This earthcache in Cape Town will require you to make a field geologist's sketch of a prominent geological feature. You will need a pen/pencil, a piece of paper, and a cellphone with a camera or access to a scanner in order to submit the answers.


This is one of two BOLTS of SNOT earthcaches I have placed in South Africa--the other is BOLTS of SNOT--Hermanus. While the BOLTS of SNOT are common to each, the type of geology—and therefore the Terminology and Geology sections—differs in each case. If you complete both of the BOLTS of SNOT earthcaches you will have learned about two very different geological features and will have used your field geologist's skills to record your knowledge. The difficult for this is set to 4 because of the work involved in completing the BOLTS of SNOT portion of the task.

The coordinates for the geocache will require you to park nearby and walk along the beach and onto the rocks. Please be aware of the tides and plan your trip accordingly. The waves here can be treacherous, and the rocks can be slippery. At GZ you should be standing on a large rock roughly three feet thick and six feet by six feet square. It is a prominent formation in comparison to the low and well-eroded sandstone around it. All the information you need to gather is beneath your feet. At stage two you should be standing on a smaller criss-crossed rock. Again, all the information you need to gather is beneath your feet.

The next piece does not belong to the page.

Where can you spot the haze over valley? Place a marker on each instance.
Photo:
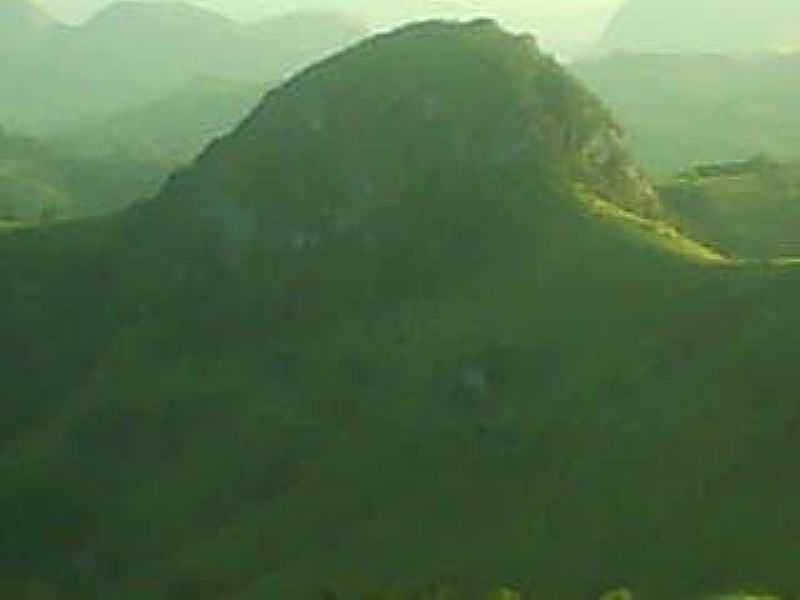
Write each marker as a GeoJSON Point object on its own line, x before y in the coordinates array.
{"type": "Point", "coordinates": [340, 301]}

There are three sections to this earthcache, each of which you will needs to review in order to submit your answers. While you can easily do this on-site, you will likely be better-served by reading through the sections before you arrive at GZ. This will help you complete the earthcache a bit more quickly. Once on-site you will need to have the list of terms in Section II handy. Finally, before setting out you should skip down to the "Requirements for Logging This Cache" section to get a better understanding of the final tasks.

The sections:

I. Explanation of BOLTS of SNOT
II. Terminology
III. Geology of Cape Town and the Cape Town Peninsula

Equipment You will need the following equipment in order to complete this Earthcache:

  • GPS unit;
  • Pencil or pen;
  • Paper;
  • Camera-equipped cellphone, or a scanner.

Section I—BOLTS of SNOT

Earth science is a field of study that often requires scientists to record observations in the field that they can then take back to the laboratory. For hundreds of years field scientists used field sketches and diagrams to record their observations for later study. Nowadays, of course, people can use cameras to record images with some precision. However, a field sketch is still a handy tool, especially for students and Earthcachers.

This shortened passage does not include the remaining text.